Свердловский губернатор Евгений Куйвашев на Уральской индустриальной биеннале
- Какую задачу в этих процессах может выполнять городская журналистика? Вообще, что первично - бурная культурная жизнь в городе или журналистика, рассказывающая истории, возможно, порой, высасывая из пальца, чтобы повлиять на движение этой жизни?
- В истории есть примеры, в том числе в российской, когда тот или иной круг критиков оказывался талантливее, чем объекты описания. Благодаря своему таланту они привлекали к ним большое внимание - так часто происходило с андеграундной рок-критикой в конце восьмидесятых.
- Как было, когда в 99-м появилась «Афиша»?
- Особое влияние на культурную жизнь «Афиша» не оказала, она повлияла, может быть, на институции, которые эту культурную жизнь оформляют.
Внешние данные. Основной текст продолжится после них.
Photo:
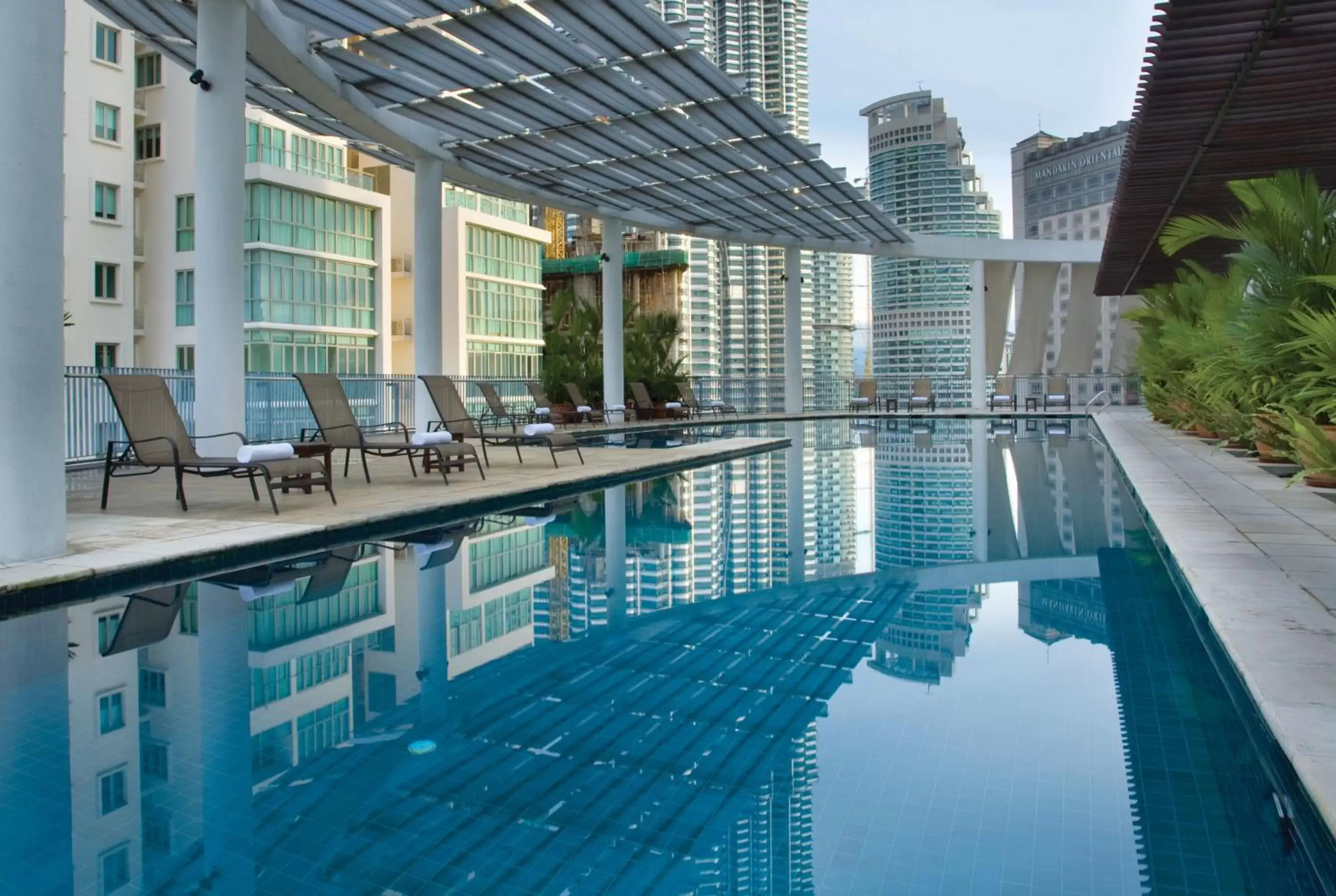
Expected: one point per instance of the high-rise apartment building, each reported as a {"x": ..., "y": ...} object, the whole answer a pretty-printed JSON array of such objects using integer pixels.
[
  {"x": 924, "y": 179},
  {"x": 1063, "y": 189},
  {"x": 328, "y": 266},
  {"x": 734, "y": 310}
]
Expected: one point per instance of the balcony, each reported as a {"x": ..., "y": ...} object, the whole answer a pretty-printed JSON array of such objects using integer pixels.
[{"x": 304, "y": 163}]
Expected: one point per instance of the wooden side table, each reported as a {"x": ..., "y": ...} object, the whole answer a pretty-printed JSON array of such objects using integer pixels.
[{"x": 322, "y": 450}]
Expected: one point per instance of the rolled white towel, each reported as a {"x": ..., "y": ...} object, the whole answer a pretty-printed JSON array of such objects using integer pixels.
[
  {"x": 439, "y": 437},
  {"x": 261, "y": 453},
  {"x": 256, "y": 592}
]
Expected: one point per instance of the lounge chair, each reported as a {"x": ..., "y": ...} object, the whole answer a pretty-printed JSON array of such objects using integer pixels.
[
  {"x": 1004, "y": 393},
  {"x": 591, "y": 413},
  {"x": 868, "y": 399},
  {"x": 540, "y": 400},
  {"x": 692, "y": 405},
  {"x": 337, "y": 425},
  {"x": 644, "y": 405},
  {"x": 158, "y": 440},
  {"x": 1057, "y": 393},
  {"x": 456, "y": 420},
  {"x": 922, "y": 396}
]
То есть она не поменяла качество, содержание или объем литературы, которая пишется и издается.
- Она поменяла интерес к ней.
- Возможно, а также она, может быть, помогла каким-то издательствам стать более успешными и сильными. Помогла книжным магазинам, непохожим на лавки с ширпотребом, книжным ярмаркам, ставшим теперь устоявшимся жанром интеллектуального многодневного мероприятия. Помогла всей этой инфраструктуре, которая вокруг книг существует. Есть версия, что «Афиша» подняла на щит Проханова и Прилепина, из-за чего они стали теми, кем они стали. Но, мне кажется, как раз в этой области книжный критик «Афиши» своих читателей не убедил. Представить себе читателя журнала, который влюбился бы в Проханова из-за того, что про него было три положительных рецензии, - я не могу. «Афиша» помогала созданию среды, наверное, эта среда и дальше влияет на культурную составляющую, но как-то косвенно.
«В создании среды, в создании сообществ журналистика может помочь»
- Зарождающаяся среда влияет на отношение к городу как внутреннему бренду, необходимому для тех, кто живет в этом городе, чтобы не уехать из него?
- В эту историю я абсолютно не верю - в то, что может существовать какой-то внутренний бренд, который может заставить тебя уехать или не уехать. Это сказка, придуманная какими-то маркетинговыми агентствами, которые получают подряды на изготовление таких брендов. Когда в Перми завелась вся эта движуха, конечно, студенты-гуманитарии или выпускники гуманитарных отделений были самой благодарной ее аудиторией. Но когда эта движуха свернулась, они резко заскучали и все из города разъехались. При этом изменился ли внутренний бренд Перми, думал ли кто-то над этим? Думаю, что качество жизни в Перми на потребительском уровне за это время сильно улучшилось, то есть теперь Пермь без Гельмана и без фестивалей более удобный для жизни город, чем Пермь до Гельмана и до фестивалей. Людям выкатили какой-то невероятный праздник, который был придуман специально для них, а потом у них его отобрали - от обиды начали все оттуда бежать.
- Это то, что было привнесено, не зародилось изнутри.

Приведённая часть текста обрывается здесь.